DSE headquarters and prison in Havana, Cuba

Villa Marista is the headquarters of the Cuban State Security Department (DSE), also known as the State Security Unit (Spanish: Departamento de Seguridad del Estado), of the Ministry of the Interior (MININT), in Havana, Cuba. There is also a prison onsite, notorious for its detention of political prisoners.

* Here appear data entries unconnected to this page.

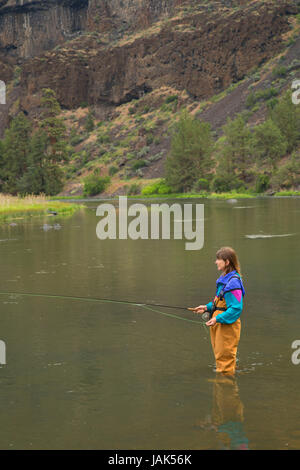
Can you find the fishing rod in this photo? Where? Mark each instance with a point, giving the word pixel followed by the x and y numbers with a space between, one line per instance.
pixel 92 299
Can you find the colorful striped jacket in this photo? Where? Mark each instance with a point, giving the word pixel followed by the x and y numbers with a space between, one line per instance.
pixel 233 295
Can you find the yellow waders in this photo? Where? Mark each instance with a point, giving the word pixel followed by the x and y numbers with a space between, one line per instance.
pixel 225 339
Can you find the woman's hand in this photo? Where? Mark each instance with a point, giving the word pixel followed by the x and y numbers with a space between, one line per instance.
pixel 211 322
pixel 199 309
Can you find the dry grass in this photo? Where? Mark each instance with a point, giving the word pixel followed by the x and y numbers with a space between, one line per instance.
pixel 10 205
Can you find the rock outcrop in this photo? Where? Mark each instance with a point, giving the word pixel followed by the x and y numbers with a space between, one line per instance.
pixel 107 52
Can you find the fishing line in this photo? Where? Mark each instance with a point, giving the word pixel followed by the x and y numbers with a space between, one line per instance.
pixel 91 299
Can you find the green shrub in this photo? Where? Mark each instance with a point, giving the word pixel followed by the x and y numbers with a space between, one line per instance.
pixel 157 188
pixel 262 183
pixel 113 170
pixel 225 183
pixel 139 164
pixel 201 185
pixel 95 184
pixel 279 71
pixel 133 189
pixel 171 99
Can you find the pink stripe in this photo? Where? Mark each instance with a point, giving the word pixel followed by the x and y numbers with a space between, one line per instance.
pixel 237 293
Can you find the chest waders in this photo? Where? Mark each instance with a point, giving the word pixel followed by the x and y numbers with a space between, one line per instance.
pixel 224 337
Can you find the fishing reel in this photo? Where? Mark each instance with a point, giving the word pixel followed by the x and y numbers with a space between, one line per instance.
pixel 205 316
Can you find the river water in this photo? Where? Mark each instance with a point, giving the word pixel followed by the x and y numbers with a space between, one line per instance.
pixel 84 374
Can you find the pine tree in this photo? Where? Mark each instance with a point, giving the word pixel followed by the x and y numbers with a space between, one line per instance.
pixel 268 143
pixel 189 157
pixel 286 115
pixel 15 150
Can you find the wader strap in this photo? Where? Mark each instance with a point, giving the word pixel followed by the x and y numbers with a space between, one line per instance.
pixel 220 297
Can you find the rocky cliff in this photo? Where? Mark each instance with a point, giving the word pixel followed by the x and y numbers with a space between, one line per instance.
pixel 108 52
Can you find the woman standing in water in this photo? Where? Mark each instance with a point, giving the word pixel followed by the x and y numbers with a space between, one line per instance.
pixel 225 311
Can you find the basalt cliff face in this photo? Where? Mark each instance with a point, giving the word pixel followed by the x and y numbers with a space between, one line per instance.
pixel 108 52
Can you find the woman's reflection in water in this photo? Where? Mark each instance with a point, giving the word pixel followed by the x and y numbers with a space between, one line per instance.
pixel 227 414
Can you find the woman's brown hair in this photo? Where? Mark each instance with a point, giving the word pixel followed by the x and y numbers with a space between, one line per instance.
pixel 227 253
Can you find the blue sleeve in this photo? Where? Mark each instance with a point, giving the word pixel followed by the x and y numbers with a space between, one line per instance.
pixel 234 308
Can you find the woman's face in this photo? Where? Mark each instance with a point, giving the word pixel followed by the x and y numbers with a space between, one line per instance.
pixel 221 264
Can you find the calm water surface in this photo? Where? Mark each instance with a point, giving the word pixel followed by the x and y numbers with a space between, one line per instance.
pixel 100 375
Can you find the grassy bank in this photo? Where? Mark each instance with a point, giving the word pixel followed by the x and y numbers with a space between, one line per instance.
pixel 11 206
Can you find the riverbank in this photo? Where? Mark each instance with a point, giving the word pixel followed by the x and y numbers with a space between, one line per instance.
pixel 203 194
pixel 11 206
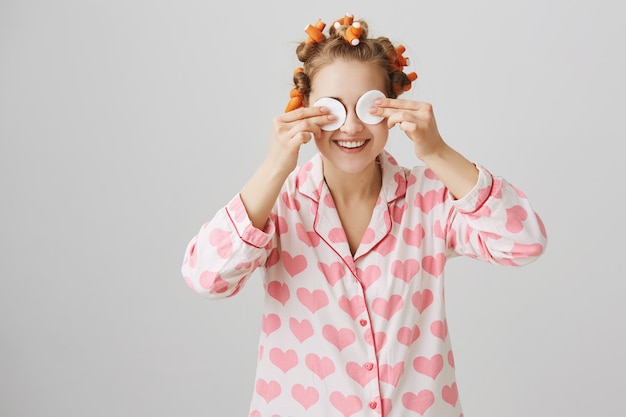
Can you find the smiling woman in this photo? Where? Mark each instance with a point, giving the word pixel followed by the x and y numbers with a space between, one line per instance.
pixel 352 246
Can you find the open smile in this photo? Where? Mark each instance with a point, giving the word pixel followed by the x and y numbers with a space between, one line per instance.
pixel 351 144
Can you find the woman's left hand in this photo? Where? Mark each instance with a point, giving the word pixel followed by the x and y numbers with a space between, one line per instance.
pixel 416 119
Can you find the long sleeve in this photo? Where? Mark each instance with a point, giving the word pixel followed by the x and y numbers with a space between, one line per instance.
pixel 225 252
pixel 496 223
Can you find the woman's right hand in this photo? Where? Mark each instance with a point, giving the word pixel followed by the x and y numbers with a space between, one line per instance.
pixel 292 129
pixel 289 132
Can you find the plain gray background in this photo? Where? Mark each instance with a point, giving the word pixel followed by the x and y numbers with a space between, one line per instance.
pixel 125 125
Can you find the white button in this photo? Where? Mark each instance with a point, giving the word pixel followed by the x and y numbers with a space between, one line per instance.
pixel 365 103
pixel 335 107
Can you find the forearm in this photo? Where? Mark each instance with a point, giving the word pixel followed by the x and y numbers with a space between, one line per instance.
pixel 261 191
pixel 457 173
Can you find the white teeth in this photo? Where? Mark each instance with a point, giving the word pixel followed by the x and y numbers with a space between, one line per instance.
pixel 350 144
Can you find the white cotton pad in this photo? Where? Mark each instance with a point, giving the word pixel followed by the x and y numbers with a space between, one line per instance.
pixel 335 107
pixel 365 103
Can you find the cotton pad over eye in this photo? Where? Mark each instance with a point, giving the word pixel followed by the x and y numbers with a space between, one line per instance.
pixel 335 107
pixel 365 103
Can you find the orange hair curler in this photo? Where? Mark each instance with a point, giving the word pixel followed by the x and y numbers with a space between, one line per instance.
pixel 315 32
pixel 353 33
pixel 295 101
pixel 412 76
pixel 346 20
pixel 400 62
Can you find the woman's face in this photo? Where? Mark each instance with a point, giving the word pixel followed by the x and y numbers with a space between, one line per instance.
pixel 354 146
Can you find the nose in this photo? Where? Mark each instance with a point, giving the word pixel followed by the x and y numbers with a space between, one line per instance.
pixel 352 124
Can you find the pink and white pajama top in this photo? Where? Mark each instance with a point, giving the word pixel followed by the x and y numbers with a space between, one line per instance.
pixel 362 335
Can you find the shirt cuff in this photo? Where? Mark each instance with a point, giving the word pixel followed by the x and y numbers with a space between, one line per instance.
pixel 238 215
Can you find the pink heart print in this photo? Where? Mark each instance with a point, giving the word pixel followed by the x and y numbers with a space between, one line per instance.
pixel 354 307
pixel 439 329
pixel 391 374
pixel 387 308
pixel 405 270
pixel 333 272
pixel 312 300
pixel 361 374
pixel 515 217
pixel 387 245
pixel 434 264
pixel 427 201
pixel 302 330
pixel 369 275
pixel 284 360
pixel 270 323
pixel 340 338
pixel 422 299
pixel 420 402
pixel 308 238
pixel 220 239
pixel 430 367
pixel 414 236
pixel 407 335
pixel 268 390
pixel 278 291
pixel 450 394
pixel 347 406
pixel 305 396
pixel 293 265
pixel 321 367
pixel 290 202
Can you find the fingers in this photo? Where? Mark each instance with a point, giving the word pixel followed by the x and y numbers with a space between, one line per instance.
pixel 303 124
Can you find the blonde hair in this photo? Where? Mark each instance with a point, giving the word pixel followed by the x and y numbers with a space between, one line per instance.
pixel 379 52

Its prisoners have included dissident Vladimiro Roca and politician Jesús Escandell. According to dissident journalist Abraham Jiménez Enoa, "Villa Marista generates more fear than anywhere else in the country. No one wants to go there or hear about it. Cubans say that, there, 'even mute people talk.' ”

==Villa Marista school==

Villa Marista was originally a Catholic school for boys and a seminary for future Marist brothers. Prior to the Cuban Revolution, the school was run by the Marist Brothers. After the revolutionary government expropriated the school and grounds from the Marist Brothers, the brothers were spread to other Marist schools around the world, including Miami, Florida USA, Dominican Republic, and Puerto Rico.

The Marist Brothers, in addition to the three schools they had in Havana Cuba, also had presence in some other cities in the country like Cienfuegos, Cardenas, Remedio, Caibarien, Matanzas, Ciego de Avila, Santa Clara, Camaguey and Holguin.